NUMA systems are advanced server platforms with more than one system bus. They can harness large numbers of processors in a single system image with superior price to performance ratios.

For the past decade, processor clock speed has increased dramatically. A multi-gigahertz CPU, however, needs to be supplied with a large amount of memory bandwidth to use its processing power effectively. Even a single CPU running a memory-intensive workload, such as a scientific computing application, can be constrained by memory bandwidth.

This problem is amplified on symmetric multiprocessing (SMP) systems, where many processors must compete for bandwidth on the same system bus. Some high-end systems often try to solve this problem by building a high-speed data bus. However, such a solution is expensive and limited in scalability.

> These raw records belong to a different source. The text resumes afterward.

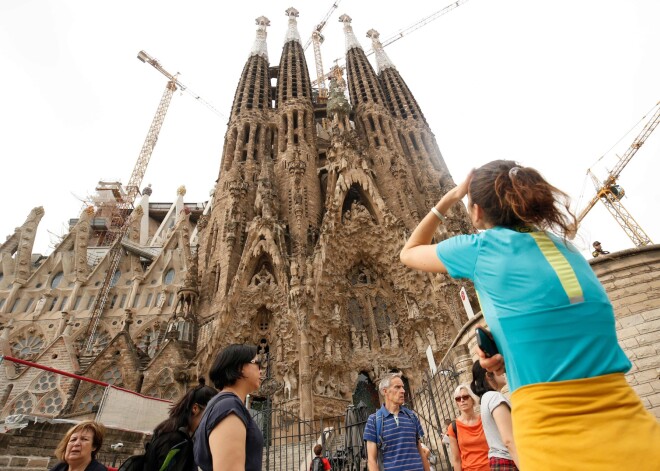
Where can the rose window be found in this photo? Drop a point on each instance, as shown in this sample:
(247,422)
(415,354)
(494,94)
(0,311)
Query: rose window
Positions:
(27,346)
(45,382)
(51,404)
(90,400)
(113,376)
(23,405)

NUMA is an alternative approach that links several small, cost-effective nodes using a high-performance connection. Each node contains processors and memory, much like a small SMP system. However, an advanced memory controller allows a node to use memory on all other nodes, creating a single system image. When a processor accesses memory that does not lie within its own node (remote memory), the data must be transferred over the NUMA connection, which is slower than accessing local memory. Memory access times are not uniform and depend on the location of the memory and the node from which it is accessed, as the technology’s name implies.

Because a NUMA architecture provides a single system image, it can often run an operating system with no special optimizations. For example, Windows 2000 is fully supported on the IBM x440, although it is not designed for use with NUMA.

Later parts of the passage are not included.